Here is the problem:
I'm trying to match all <p> that is followed by two small letters, except if letter nr 2 is a ). The following Regular Expression does the trick:
<p>[a-z][^\);]
Now I want to exclude the two letters from the capture, so only <p> is captured. I've been trying to use a positive lookahead but it's not working:
q(?=<p>[a-z][^\);])
Anyone know how I can use a look-around assertion on this problem?

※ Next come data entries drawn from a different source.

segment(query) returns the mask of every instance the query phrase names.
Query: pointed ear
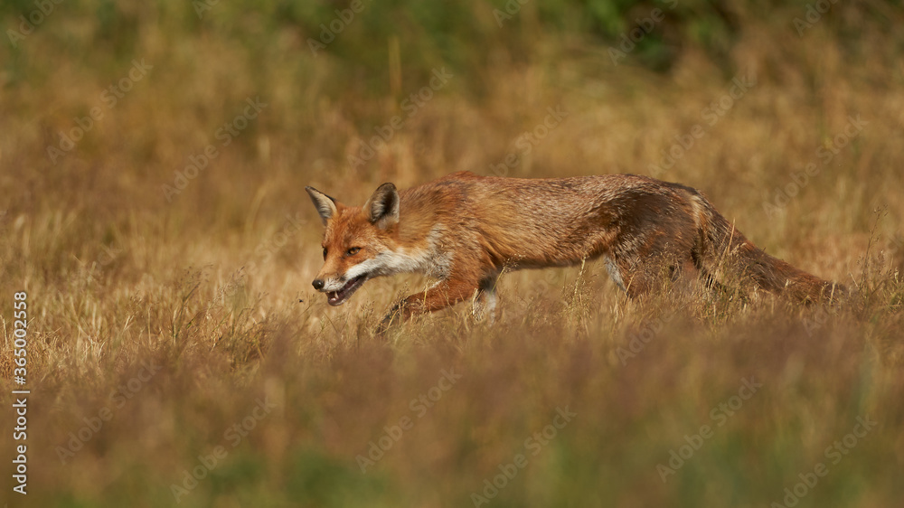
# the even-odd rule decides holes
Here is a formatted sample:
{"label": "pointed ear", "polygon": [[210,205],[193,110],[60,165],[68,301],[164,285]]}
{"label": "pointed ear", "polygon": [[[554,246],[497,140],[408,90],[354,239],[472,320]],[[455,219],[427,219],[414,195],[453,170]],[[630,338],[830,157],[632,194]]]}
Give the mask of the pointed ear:
{"label": "pointed ear", "polygon": [[314,202],[314,206],[317,209],[317,213],[320,214],[320,218],[324,221],[324,225],[325,226],[326,221],[336,214],[336,200],[314,187],[305,187],[305,190],[310,194],[311,201]]}
{"label": "pointed ear", "polygon": [[377,187],[371,199],[364,203],[364,212],[371,222],[381,230],[399,221],[399,193],[392,183]]}

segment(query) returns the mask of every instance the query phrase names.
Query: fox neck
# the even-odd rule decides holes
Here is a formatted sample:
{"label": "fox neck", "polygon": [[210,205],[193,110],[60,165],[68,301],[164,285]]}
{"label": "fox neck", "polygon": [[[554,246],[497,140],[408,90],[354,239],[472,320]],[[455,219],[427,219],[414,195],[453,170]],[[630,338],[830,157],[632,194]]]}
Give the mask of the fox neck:
{"label": "fox neck", "polygon": [[363,273],[370,269],[381,276],[420,273],[434,278],[444,278],[452,267],[452,255],[438,249],[439,235],[439,230],[434,229],[422,241],[388,241],[385,249],[359,266],[369,265],[361,268]]}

Here is a little sample text:
<p>Regulation arranged at the auto-interconnection in the transformer (the low-voltage side-line</p>
<p>terminal) requires the tapping winding and tapchanger to be designed with the insulation level</p>
<p>of the X-terminal. They will be directly exposed to steep-front voltage transients from lightning</p>
<p>or switching surges. Figure 7 shows a number of different arrangements.</p>
<p>a) The number of turns in the common winding remains unchanged. This is a logical choice if the low-voltage</p>
<p>system voltage remains relatively constant while the high-voltage system voltage is more variable.</p>
<p>b) This alternative is the opposite to a). The number of turns facing the high-voltage system voltage remains</p>
<p>constant, while the effective number of turns of the low-voltage side varies.</p>
I want to capture the <p> in line 4 and 6.
>>57034139
Never mind, I figured it out.
<p>(?=[a-z])(?=[^\);])
I feel like a retard.
>>57034139
use a fucking XML lib
>>57034234
>>57034293
Cute that you need an image of text that someone else put together to support yourself.
>it's another let's parse xml with regex episode
Thought they put that series off years ago.
>>57034234
Don't know about OP's use case, but HTML is rarely valid XML because web devs can't be bothered
>>57034478
beginning tags should usually be enough.